A Day Out

by Bill Walker

Clinking of the medals
crunching of the feet
witnessed by the honor guard
lining out the streets
skirling of the bagpipes
dull thud of the drum
order of the service
just a background hum
flooding back the memories
so strong it’s hard to cope
did their bit for freedom
democracy and hope
suppression of reality
mourning stolen youth
so many years they held back tears
which could have flushed the truth
of stories mother didn’t hear
and father never told
terror chills an aging spine
blood and shame run cold
but on their day they venture out
in full view of the nation
then withdraw into themselves
forgotten poor relations
no one seems to understand
why they like a drink
blankly gaze through bloodshot eyes
too much time to think
while on the wall beside the queen
the midday news is on
another bloody war zone
another bloody bomb.

Comments

  1. Great stuff Bill.

  2. Beautiful piece, Phantom.

  3. Bloody wonderful.
    I just got home from my first Dawn Service. Kings Park on a ridge overlooking the Swan, the city and the eastern sky. My overwhelming impressions were the dignity, diversity and inclusiveness. Huge procession of fellow shadows shuffling in.
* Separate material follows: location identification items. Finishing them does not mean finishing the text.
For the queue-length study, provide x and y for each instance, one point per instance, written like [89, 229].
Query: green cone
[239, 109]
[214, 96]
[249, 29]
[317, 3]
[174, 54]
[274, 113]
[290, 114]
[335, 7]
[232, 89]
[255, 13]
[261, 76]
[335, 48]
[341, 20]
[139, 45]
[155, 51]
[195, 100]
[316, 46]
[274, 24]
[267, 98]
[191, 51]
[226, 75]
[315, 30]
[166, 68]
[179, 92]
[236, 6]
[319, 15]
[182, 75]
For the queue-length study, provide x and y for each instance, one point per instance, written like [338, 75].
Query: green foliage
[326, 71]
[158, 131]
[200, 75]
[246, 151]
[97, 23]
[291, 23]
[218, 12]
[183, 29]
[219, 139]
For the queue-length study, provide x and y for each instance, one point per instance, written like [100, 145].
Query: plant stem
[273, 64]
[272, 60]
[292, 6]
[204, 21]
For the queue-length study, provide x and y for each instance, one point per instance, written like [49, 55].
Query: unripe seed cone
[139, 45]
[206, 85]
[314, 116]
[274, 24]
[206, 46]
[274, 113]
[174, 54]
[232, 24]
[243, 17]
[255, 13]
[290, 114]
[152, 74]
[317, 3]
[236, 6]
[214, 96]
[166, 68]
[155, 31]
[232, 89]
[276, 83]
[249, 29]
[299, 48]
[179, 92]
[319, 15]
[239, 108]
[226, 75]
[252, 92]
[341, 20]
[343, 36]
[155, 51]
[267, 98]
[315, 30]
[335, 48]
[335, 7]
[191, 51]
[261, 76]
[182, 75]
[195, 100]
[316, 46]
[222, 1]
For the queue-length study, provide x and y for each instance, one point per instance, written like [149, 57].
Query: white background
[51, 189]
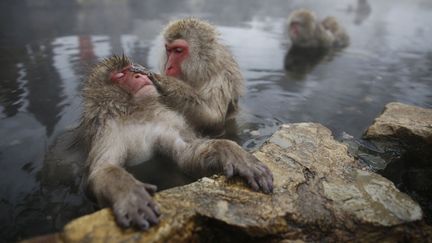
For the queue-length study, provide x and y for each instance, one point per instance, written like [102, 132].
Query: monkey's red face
[134, 83]
[295, 29]
[176, 52]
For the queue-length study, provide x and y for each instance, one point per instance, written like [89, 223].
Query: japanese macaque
[123, 121]
[200, 77]
[305, 31]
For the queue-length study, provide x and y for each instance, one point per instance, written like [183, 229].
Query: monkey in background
[306, 32]
[124, 121]
[200, 78]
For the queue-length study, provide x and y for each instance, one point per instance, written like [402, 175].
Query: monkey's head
[331, 23]
[191, 46]
[117, 83]
[301, 25]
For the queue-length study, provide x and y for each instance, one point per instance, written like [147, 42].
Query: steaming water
[47, 50]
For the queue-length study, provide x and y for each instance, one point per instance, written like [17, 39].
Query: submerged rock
[321, 194]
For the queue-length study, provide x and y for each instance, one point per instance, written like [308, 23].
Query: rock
[402, 122]
[321, 194]
[404, 132]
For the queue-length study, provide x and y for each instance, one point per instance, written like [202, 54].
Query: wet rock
[406, 131]
[402, 122]
[321, 194]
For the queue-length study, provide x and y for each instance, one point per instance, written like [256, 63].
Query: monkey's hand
[135, 207]
[158, 81]
[257, 175]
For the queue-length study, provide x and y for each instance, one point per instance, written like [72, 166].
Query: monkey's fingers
[148, 214]
[229, 170]
[150, 188]
[122, 218]
[155, 208]
[265, 184]
[266, 176]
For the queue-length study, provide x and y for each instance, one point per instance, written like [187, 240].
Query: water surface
[47, 49]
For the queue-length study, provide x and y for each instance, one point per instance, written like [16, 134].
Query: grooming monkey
[124, 121]
[305, 31]
[200, 77]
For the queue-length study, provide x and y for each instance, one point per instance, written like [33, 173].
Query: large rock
[402, 122]
[404, 132]
[321, 194]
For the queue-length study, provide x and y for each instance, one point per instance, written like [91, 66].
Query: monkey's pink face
[294, 29]
[136, 84]
[176, 52]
An old man with medals gets out of a taxi. Helps a much older man with medals and a slouch hat to get out of the back seat. First tears. Kookaburras. The bloke alongside me is wearing a suit that smells of beer, piss and tobacco. The smell of my Sunday mornings long past. Doesn’t matter – he has his son with him. We are all brothers and sisters for an hour. Young blokes wearing suits, that would resist wearing a suit to their own wedding. Chest painted with ancestral medals. They are wearing the medals not the suit. More tears.
    Gorecki’s ‘Symphony of Sorrowful Songs’ inspired by the Holocaust. Long silence. Long lines of wreath layers. Formal. Informal. Old. Young. Male. Female. Suits. Hoodies. Koreans? Vietnamese? Were the last 2 men Turks wearing fez’s? I hope so.
    There is no Bruce to tell us what we should be seeing or feeling. We all have our own inner commentary. Last Post. “At the going down of the sun….” Reveille. A thoughtful short speech by a serving soldier about a military disaster and the values it made tangible. We all leave sadder, happier and a little ennobled.
    Thanks Phantom. Thanks RSL. Thanks Australians in all your shapes and forms. Thanks silence.

  4. Phil Dimitriadis says:

    Poingnant Bill. Their pain is quickly forgotten after the fanfare and the rhetoric. Lest we forget them for the other 364 days. Well done, mate.